Tech winners haven’t crushed tech losers by this much since the dot-com bubble was bursting
The performance gap between the tech sector’s winners and losers has reached the 100th percentile, widening to levels not seen since 2000.
That’s according to Jeff deGraaf, head of technical research at Renaissance Macro Research, who flagged in a note to clients the magnitude of this divergence in fortunes within the industry.
The story of the technology trade in 2026 was made clear on the first trading day of the year, with a record outperformance of semiconductor stocks versus their software counterparts.
Since then, software has continued to flounder as new AI tools pull the timetable for potential disruption forward and threaten to undermine the perceived safety of the software industry’s recurring revenue streams and margins. Within the hardware space, the list of winners have become even narrower, with investors focused on data center capex beneficiaries, particularly in memory and semicap equipment.

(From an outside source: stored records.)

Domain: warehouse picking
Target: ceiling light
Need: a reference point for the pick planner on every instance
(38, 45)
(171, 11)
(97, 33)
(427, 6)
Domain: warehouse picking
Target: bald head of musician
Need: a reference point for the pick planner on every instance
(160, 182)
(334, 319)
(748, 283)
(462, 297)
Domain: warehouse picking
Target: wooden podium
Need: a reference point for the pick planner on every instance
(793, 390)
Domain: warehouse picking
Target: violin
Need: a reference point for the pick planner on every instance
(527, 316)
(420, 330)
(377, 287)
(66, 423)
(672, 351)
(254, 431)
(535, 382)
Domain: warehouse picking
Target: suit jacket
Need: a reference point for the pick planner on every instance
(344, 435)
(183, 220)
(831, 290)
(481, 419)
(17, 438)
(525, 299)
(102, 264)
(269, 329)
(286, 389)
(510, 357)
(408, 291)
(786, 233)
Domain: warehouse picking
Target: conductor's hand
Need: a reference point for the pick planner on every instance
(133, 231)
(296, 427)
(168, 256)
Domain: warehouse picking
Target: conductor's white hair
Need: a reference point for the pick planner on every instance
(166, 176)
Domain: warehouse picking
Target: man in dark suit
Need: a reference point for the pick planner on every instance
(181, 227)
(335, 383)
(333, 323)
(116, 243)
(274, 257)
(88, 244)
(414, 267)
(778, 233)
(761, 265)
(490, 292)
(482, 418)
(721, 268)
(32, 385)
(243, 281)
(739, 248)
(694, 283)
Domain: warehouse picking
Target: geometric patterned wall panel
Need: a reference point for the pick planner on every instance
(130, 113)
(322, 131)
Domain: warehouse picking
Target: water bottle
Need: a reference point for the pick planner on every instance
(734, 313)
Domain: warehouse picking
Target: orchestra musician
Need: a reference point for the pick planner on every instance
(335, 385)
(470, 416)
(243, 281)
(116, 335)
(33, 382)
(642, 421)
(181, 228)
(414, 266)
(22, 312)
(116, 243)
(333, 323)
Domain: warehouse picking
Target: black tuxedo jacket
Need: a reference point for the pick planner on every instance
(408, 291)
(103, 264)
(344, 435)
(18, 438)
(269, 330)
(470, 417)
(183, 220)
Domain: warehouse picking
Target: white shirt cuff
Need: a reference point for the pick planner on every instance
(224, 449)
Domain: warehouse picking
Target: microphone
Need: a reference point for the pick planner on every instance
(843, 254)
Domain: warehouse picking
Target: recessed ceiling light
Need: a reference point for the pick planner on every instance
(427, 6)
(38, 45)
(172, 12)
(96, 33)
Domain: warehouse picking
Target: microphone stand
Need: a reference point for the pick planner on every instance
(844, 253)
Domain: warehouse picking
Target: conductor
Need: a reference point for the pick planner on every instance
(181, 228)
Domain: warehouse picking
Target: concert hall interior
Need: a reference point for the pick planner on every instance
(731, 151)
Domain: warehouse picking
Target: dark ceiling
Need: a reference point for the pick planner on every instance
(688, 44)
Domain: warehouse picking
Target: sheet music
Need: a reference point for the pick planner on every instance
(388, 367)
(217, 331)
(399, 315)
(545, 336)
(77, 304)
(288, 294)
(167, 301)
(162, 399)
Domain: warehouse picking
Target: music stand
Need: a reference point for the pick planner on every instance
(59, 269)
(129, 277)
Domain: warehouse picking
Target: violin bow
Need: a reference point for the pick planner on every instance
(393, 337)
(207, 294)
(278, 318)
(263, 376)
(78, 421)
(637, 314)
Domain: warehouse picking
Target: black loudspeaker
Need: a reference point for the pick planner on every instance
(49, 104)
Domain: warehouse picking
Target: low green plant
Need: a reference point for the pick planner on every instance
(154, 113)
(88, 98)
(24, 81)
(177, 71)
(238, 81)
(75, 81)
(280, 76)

“To see similar levels of performance differential between winners and losers requires a trip back to 2000 as the dot-com bubble was bursting and the semis were holding up relative to the speculative internet related names,” deGraaf wrote. “Beware chasing good charts in technology, and at the margin, reduce exposure.”
Year to date, the best performers in the Russell 1000 Technology Index (and presumably, the best charts) include Sandisk, Western Digital, Corning, Vertiv Holdings, Micron, and Applied Materials.